Updated 1:30 p.m. ET Thursday
In a continued attempt to move away from its “just a hookup app” stereotype, Tinder added a new feature Thursday that turns it into more of a social sharing platform. “Moments” allows users to show their matches photos taken throughout the day that will disappear after 24 hours — longer than your average Tinder relationship.
“We’ve done a really good job of helping people form new relationships, so good in fact that we just reached 2 billion matches this week, but making the connection is just the start,” founder and CEO Sean Rad told TIME. “We wanted to give our users a better way to get to know their matches and communicate with them. And that’s what led to Moments.”
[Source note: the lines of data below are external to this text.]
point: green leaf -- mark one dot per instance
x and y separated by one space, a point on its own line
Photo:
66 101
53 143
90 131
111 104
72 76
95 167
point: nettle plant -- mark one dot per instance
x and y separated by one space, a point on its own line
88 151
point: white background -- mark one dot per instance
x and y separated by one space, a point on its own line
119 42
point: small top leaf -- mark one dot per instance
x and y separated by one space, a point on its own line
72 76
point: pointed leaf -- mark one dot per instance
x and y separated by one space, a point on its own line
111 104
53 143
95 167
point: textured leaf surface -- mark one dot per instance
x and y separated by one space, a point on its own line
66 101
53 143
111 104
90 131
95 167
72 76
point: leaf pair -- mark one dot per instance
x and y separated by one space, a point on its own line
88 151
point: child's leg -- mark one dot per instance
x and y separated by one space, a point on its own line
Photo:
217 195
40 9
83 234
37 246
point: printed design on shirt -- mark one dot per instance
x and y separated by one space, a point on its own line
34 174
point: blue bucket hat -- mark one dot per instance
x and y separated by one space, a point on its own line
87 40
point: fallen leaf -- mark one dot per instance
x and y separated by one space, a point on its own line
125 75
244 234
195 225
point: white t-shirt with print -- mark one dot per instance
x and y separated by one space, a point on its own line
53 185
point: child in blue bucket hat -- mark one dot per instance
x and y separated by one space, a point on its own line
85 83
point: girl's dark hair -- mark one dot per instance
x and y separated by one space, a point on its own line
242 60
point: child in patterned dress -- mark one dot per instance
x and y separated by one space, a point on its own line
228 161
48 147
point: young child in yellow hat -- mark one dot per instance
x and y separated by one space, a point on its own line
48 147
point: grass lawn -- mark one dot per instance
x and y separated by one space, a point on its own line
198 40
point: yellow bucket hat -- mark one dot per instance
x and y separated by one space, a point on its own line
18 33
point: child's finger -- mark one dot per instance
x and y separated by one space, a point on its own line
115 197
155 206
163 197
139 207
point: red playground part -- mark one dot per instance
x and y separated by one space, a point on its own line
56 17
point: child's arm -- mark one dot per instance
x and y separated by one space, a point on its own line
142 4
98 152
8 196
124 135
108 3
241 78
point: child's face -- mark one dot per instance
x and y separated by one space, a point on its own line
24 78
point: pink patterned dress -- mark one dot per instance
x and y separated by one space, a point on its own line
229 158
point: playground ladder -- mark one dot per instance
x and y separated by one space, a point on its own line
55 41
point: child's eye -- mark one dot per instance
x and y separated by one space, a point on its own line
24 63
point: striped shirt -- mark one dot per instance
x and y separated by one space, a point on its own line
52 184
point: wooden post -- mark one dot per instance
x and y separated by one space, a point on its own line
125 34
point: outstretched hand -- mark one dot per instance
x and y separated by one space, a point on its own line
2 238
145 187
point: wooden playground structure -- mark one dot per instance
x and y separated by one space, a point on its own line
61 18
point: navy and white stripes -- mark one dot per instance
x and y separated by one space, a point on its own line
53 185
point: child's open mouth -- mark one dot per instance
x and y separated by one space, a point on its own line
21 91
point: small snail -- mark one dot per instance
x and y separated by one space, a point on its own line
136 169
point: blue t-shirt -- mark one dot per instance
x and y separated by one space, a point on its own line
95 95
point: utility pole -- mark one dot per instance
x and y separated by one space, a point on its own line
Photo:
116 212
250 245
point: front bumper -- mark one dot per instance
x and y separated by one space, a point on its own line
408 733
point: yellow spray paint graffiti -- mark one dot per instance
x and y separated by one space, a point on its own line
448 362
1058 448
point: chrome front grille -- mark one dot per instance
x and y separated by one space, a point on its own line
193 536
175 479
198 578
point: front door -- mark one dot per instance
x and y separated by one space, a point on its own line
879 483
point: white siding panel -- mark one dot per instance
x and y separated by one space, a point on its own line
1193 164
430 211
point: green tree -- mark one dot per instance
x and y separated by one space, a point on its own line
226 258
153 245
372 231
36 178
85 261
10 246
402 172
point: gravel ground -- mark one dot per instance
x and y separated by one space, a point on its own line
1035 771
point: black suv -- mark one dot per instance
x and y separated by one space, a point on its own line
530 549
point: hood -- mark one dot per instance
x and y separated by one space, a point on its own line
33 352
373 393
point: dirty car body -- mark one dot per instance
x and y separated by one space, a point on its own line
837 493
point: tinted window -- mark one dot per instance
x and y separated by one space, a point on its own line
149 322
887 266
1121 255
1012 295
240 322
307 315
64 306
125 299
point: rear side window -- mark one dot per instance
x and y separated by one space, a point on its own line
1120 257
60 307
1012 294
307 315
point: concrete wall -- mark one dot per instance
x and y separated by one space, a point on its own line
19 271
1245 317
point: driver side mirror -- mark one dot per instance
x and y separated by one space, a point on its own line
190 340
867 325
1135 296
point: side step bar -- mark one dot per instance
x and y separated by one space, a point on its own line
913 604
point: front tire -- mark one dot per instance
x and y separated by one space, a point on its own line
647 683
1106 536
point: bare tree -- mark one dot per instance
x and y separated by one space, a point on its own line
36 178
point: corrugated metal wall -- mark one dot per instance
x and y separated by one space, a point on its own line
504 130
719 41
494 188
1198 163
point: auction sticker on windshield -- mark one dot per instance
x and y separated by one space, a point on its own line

A user can click on a camera icon at the top of their “Matches” tab to take a photo that will be shared with all potential suitors and then get erased from existence in 24 hours. (But keep your pants on—literally—users can easily report and block inappropriate photo sharers).
While the “Moments feature certainly has some Snapchat-esque elements—people can draw, caption, and put filters on the ephemeral photos—it still stays true to the Tinder user experience.
“I think Tinder is different [from Snapchat],” Rad said. “Of course we’ve taken inspiration from other experiences out there, but the core user experience with moments is very Unique and familiar to our users in the way we present the content. The action of swiping is very unique to Tinder.”
Users have the ability to swipe through their potential suitors’ Moments, found on top of their “Matches” tab. A swipe right alerts the photo taker that you “Liked” their Moment, creating new opportunities for communication.
Rad said that Tinder decided to make the pictures self-destruct in a day to “take away that pressure of wanting to make it perfect and allow you to be more yourself.”
Tinder claims to produce 800 million swipes and 10 million matches a day. And the founders promise that it is adding more features that will expand on the dating functionality.
As Josh Stein, a partner at VC firm Draper Fisher Jurvetson, told Bloomberg,”Tinder might end up competing with Snapchat or Facebook.”
This could be seen as the next step to making Tinder—which Rad says “is already about more than just dating”—a social platform.
“I think you could look at it as an evolution,” he said. “To us social means meeting new people and strengthening the bonds that you have with existing relationships. We’ve done the meeting people well, now it’s about giving unique and fun tools to people to connect with those matches.”